CÂMARA - Marco Maia anuncia votação de códigos e Emenda 29 no segundo semestre

por laborges — publicado 13/07/2011 15h56, última modificação 13/07/2011 15h56

Em entrevista à TV Câmara, ele disse que a emenda 29, que prevê recursos para a saúde, pode ser votada entre agosto e setembro. Confira outras informações na matéria da Agência Câmara de Notícias:

O presidente da Câmara, Marco Maia, fez um balanço positivo dos trabalhos da Câmara nesse primeiro semestre e destacou que, no segundo semestre, os deputados votarão os códigos Brasileiro de Aeronáutica, de Processo Penal e Comercial.

Entre agosto e setembro, o presidente pretende colocar em votação a regulamentação das despesas com saúde, prevista na Emenda Constitucional 29. Sobre esse assunto, ele disse que assumirá pessoalmente as discussões com os governadores para viabilizar a votação.

A avaliação foi feita em entrevista ao programa Expressão Nacional, que foi ao ar na noite desta terça-feira, pela TV Câmara.

Em relação às matérias votadas, Marco Maia citou a política de reajuste do salário mínimo, a segunda etapa do programa habitacional Minha Casa, Minha Vida, o cadastro positivo, o Código Florestal e o reajuste da energia comprada do Paraguai por meio da Itaipu binacional. “A Câmara cumpriu com seu papel institucional de votar matérias de interesse da sociedade”, afirmou.

Sigilo nas licitações
Quanto às regras especiais de licitação para as obras e serviços da Copa do Mundo de 2014 e das Olimpíadas de 2016, o presidente esclareceu que houve uma “certa incompreensão” da proposta aprovada pela Câmara.

Segundo ele, o sigilo do orçamento das licitações permitirá um controle maior do Estado sobre o processo licitatório. “Quando o Estado diz que pretende pagar um determinado valor, ele vira parâmetro e geralmente aumenta na licitação. Essas novas regras são um teste que valerá para as obras da Copa e das Olimpíadas e, se der certo, nada impede que elas venham a ser usadas em outras obras”, disse.

Reforma tributária
Marco Maia confirmou que a intenção do governo não é fazer uma ampla reforma tributária, mas sim mandar ao Parlamento projetos sobre assuntos específicos, como a desoneração da folha de pagamento, a guerra fiscal e a simplificação tributária.

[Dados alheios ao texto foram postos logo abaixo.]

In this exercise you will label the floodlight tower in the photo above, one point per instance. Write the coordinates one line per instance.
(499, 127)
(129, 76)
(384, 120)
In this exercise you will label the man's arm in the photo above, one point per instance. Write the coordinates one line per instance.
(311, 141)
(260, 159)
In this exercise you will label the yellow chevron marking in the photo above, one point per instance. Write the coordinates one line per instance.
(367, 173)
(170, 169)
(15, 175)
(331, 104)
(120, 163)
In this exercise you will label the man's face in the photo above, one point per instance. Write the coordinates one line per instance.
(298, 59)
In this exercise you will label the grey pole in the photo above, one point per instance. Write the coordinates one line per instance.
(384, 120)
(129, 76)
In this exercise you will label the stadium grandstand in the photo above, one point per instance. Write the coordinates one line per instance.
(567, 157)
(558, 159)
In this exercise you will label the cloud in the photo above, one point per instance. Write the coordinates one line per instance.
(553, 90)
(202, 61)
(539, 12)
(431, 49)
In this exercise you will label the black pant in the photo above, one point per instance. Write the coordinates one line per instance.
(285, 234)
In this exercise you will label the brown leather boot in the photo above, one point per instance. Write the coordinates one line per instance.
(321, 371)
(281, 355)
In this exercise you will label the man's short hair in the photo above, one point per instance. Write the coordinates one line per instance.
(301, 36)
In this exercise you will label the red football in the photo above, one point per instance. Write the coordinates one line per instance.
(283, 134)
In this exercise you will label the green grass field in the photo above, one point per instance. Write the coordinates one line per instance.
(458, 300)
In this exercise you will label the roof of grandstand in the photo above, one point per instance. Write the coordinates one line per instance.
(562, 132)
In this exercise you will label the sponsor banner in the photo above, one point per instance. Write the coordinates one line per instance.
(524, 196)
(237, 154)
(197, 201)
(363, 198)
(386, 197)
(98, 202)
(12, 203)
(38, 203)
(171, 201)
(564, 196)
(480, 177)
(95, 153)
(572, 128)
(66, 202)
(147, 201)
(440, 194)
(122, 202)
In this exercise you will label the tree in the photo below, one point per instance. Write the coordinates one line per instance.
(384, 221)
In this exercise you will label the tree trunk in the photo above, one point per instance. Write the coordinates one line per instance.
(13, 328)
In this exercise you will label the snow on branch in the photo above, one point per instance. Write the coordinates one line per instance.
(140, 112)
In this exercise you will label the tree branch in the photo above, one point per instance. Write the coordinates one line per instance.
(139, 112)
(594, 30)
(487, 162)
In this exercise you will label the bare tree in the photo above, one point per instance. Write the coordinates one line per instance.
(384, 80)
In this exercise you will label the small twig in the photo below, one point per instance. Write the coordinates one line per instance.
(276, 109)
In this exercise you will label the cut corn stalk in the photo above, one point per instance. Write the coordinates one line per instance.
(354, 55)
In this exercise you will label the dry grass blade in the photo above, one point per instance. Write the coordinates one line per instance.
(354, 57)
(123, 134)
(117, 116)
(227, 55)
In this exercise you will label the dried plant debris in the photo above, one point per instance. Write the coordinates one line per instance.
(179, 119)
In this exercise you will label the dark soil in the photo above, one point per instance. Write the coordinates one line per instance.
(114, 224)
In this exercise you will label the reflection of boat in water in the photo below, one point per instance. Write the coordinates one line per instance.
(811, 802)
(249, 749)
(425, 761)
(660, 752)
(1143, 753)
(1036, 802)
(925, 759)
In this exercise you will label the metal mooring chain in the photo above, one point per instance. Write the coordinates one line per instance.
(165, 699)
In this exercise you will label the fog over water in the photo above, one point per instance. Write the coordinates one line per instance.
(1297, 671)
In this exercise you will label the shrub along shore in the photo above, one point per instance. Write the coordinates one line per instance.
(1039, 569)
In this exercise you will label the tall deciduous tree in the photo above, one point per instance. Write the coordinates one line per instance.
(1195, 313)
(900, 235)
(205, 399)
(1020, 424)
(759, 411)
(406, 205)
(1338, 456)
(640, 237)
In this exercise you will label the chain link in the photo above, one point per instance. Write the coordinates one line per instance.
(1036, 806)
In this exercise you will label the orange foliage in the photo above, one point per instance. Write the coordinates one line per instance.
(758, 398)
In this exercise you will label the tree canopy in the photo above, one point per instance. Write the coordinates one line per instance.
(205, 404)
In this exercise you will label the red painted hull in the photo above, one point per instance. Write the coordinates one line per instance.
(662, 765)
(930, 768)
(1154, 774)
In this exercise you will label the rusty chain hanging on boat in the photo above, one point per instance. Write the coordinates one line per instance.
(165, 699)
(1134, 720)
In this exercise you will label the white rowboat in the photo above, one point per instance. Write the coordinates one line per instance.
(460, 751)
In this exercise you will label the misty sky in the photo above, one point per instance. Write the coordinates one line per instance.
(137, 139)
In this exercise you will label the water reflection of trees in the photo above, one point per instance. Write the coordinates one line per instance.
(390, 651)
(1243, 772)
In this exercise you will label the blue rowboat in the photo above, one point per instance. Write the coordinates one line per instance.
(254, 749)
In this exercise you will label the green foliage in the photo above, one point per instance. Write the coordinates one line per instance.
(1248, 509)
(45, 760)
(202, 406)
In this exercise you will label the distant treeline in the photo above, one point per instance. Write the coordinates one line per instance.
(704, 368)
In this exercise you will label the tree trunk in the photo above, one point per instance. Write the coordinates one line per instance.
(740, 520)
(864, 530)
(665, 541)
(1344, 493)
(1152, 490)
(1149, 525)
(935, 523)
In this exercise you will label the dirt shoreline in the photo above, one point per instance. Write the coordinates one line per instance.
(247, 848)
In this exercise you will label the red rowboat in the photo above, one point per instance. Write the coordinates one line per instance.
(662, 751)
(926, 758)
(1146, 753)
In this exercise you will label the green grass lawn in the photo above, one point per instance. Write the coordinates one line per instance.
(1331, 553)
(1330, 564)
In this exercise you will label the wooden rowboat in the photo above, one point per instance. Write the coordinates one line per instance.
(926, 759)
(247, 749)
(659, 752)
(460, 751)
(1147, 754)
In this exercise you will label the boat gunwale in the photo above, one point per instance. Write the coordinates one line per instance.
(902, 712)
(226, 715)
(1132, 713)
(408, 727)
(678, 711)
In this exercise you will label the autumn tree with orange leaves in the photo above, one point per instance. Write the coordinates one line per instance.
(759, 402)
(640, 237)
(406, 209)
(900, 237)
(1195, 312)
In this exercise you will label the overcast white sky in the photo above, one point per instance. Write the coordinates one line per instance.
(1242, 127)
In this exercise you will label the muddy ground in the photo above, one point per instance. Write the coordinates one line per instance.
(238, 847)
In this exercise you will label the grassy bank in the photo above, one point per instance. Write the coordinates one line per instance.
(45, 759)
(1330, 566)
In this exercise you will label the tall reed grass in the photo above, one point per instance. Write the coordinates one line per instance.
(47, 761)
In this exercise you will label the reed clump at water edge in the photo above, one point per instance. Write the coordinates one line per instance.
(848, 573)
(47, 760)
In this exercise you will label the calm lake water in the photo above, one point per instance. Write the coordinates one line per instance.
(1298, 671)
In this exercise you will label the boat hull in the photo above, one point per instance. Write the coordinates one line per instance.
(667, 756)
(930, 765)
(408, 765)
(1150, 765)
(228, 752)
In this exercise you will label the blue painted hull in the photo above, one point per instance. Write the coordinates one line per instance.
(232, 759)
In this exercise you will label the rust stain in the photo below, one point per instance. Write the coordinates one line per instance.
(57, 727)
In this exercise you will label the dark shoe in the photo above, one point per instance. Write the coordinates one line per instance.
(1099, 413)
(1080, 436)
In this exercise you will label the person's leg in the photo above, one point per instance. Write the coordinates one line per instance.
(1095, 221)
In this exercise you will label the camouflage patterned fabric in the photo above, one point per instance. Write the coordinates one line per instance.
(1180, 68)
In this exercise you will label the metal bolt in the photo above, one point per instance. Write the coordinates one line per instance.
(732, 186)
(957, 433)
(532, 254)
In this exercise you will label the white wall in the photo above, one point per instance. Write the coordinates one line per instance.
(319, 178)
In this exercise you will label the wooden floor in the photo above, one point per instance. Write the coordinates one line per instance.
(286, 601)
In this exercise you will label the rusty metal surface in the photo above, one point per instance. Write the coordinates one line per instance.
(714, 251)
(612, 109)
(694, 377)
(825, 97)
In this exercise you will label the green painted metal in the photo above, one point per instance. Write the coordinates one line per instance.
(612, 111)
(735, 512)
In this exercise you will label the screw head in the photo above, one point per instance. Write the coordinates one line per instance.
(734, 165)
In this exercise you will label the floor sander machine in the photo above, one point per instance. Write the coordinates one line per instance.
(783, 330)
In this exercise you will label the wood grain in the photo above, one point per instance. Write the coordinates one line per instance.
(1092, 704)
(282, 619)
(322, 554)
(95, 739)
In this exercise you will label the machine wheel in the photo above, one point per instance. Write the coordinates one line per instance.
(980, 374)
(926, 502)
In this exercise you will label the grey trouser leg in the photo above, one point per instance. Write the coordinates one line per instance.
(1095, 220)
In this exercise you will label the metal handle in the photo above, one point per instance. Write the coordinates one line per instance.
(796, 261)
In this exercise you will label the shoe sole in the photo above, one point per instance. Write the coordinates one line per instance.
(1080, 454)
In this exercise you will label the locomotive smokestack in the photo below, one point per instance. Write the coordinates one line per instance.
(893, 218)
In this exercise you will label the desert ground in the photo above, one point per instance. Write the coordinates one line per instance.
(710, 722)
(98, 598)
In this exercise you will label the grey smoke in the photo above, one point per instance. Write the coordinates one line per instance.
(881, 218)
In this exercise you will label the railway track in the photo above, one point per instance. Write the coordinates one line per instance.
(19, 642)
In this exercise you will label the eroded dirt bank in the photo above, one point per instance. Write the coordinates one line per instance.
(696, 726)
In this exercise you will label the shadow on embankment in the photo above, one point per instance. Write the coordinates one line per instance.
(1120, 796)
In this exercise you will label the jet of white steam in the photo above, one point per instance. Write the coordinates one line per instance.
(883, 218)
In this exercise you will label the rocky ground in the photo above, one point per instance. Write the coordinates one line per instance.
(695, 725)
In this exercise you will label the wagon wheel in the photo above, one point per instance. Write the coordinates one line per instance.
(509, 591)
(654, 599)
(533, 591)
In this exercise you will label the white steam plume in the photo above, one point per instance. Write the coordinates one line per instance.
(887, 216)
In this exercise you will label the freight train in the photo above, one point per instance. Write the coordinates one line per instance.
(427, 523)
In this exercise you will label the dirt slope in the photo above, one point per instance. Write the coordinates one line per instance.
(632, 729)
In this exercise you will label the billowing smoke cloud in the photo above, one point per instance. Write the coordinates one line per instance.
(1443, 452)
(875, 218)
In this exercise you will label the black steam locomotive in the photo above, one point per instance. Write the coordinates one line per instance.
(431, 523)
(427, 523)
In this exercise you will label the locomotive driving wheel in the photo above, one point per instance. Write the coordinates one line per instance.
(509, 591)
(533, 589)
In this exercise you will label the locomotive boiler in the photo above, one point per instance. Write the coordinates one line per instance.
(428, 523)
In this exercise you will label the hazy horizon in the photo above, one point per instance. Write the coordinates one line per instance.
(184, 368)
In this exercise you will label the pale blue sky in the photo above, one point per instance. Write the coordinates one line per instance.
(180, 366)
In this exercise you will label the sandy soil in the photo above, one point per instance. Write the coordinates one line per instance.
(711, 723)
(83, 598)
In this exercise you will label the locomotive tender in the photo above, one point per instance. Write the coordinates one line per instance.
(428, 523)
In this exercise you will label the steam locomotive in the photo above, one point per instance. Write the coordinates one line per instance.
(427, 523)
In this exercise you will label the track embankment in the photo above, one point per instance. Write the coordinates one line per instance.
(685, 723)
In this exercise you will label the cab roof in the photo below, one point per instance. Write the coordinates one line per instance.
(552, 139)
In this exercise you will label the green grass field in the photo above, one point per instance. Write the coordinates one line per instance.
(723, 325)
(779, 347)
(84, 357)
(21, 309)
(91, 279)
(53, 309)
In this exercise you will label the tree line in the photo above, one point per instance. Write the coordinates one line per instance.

Uma dessas propostas que já está pronta para a pauta do Plenário é o Projeto de Lei Complementar 591/10, que reformula regras do Supersimples e reajusta em 50% os limites de enquadramento das micro, pequenas e médias empresas nesse regime especial de tributação.

Jornada de 40 horas e fator previdenciário
Outros temas sobre os quais Marco Maia foi questionado por telespectadores e representantes da sociedade civil foram a proposta que reduz a carga horária semanal de trabalho de 44 para 40 horas (PEC 231/95) e o fim do fator previdenciário.

Maia reconheceu que “o tema das 40 horas é complexo”, mas disse acreditar em um esforço de negociações que envolva os empresários, recordando que o Brasil tem crescido de forma satisfatória para absorver uma mudança negociada nesse sentido. Uma câmara de negociação deve ser criada para debater o tema.

Sobre o fator previdenciário, ele ressaltou que já estão em curso conversações com o ministro da Previdência Social, Garibaldi Alves, de forma a acabar com o fator e ao mesmo tempo garantir a perenidade do sistema previdenciário.

A recuperação do poder de compra dos aposentados também foi citada pelo presidente como um dos assuntos importantes a serem tratados pela Câmara.

Piso dos policiais
Em relação à proposta de emenda à Constituição que prevê um piso salarial para os bombeiros e policiais dos estados, o presidente lembrou que a comissão criada para chegar a um acordo sobre a PEC 300 já está trabalhando. “O que não podemos é aprovar uma proposta que não poderá ser colocada em prática, tanto por parte dos estados quanto por parte da União”, afirmou.